Las advertencias sobre los peligros que entrañan determinados cambios políticos y sociales, a nivel individual y colectivo, se suelen ilustrar a veces con la historia de la rana hervida.

La erosión gradual de determinado estilo de vida -que puede involucrar valores como la libertad, la honestidad y la seguridad- evoca una pérdida acumulativa, en cierto modo imperceptible para sus víctimas.

Producto de una lenta y progresiva caída en lo peor, la persona o el grupo social termina aceptando esa condición, porque simplemente se acostumbra al nuevo entorno vital, quedando incapacitados ya de ver su gravedad.

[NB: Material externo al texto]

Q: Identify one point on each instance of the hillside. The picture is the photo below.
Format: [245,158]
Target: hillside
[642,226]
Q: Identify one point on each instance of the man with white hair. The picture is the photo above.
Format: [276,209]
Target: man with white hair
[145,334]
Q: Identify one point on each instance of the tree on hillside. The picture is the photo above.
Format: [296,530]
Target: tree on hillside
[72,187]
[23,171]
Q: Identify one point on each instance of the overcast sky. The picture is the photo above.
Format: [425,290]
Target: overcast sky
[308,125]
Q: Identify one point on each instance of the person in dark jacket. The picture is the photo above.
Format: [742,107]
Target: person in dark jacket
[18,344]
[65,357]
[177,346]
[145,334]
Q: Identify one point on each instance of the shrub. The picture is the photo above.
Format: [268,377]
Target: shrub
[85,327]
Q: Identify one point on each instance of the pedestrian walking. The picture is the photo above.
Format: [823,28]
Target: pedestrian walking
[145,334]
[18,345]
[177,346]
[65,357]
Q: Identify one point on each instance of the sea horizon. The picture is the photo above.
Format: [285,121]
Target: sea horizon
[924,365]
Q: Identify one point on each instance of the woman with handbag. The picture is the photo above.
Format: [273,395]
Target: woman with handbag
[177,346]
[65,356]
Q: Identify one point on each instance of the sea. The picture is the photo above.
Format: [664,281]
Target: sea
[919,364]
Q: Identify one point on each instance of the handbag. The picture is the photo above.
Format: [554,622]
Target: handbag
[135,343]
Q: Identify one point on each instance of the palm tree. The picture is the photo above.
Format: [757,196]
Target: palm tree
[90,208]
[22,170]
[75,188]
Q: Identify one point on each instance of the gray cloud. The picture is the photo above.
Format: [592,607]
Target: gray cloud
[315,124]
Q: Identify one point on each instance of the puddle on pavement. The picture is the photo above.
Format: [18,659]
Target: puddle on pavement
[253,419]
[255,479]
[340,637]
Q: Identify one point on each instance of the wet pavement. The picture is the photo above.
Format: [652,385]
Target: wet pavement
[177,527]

Finalmente, la decadencia se vuelve una segunda naturaleza, lo anómalo se naturaliza, lo execrable pierde su connotación negativa para volverse aceptable, lo intolerable deja de serlo.

Así se instala un cuadro antropológico irredimible en el cual los sujetos en cuestión, totalmente determinados por las pautas culturales y éticas adquiridas, ya no puedan por sí mismos liberarse.

De hecho, imposibilitados de entender los que les pasa, se diría que viven en una situación de servidumbre que no sólo aceptan, sino que proclaman desear, aunque visto desde afuera, objetivamente están en problemas.

A esas personas les ocurre como a aquella rana de la saga a la cual se echa en un caldero de agua fría, y poco a poco se le va subiendo el fuego, hasta llevarla a ebullición lentamente.

Si se pusiera la rana directamente en agua hirviendo, de inmediato escaparía de un salto. Intentaría salir no bien toma contacto con el agua caliente. Pero éste no es el caso: el aumento gradual de la temperatura del agua, hace que la rana no haga nada e incluso en un punto sienta que la pasa bien.

A medida que el calor aumenta, el pequeño anfibio está cada vez más aturdido, y aunque nada le impide salir del caldero muere cocinado en él. ¿Y esto por qué? Según los expertos, porque su aparato interno para detectar amenazas a su supervivencia está preparado para cambios repentinos en su medio, pero no para cambios lentos y graduales.

Análogamente, hay personas, grupos de ellas, o sociedades enteras que, al no activarse oportunamente el sistema de alarma que los haría reaccionar ante cambios negativos para sus vidas, no se enteran de ello y sucumben, cocinadas en el fracaso.

Como puede inferirse la metáfora de la rana hervida, utilizada por algunos ensayistas de temas humanos, tiene una dosis de alto componente apocalíptico. Ya que sugiere el deslizamiento hacia una decadencia inexorable, toda vez que la rana muere.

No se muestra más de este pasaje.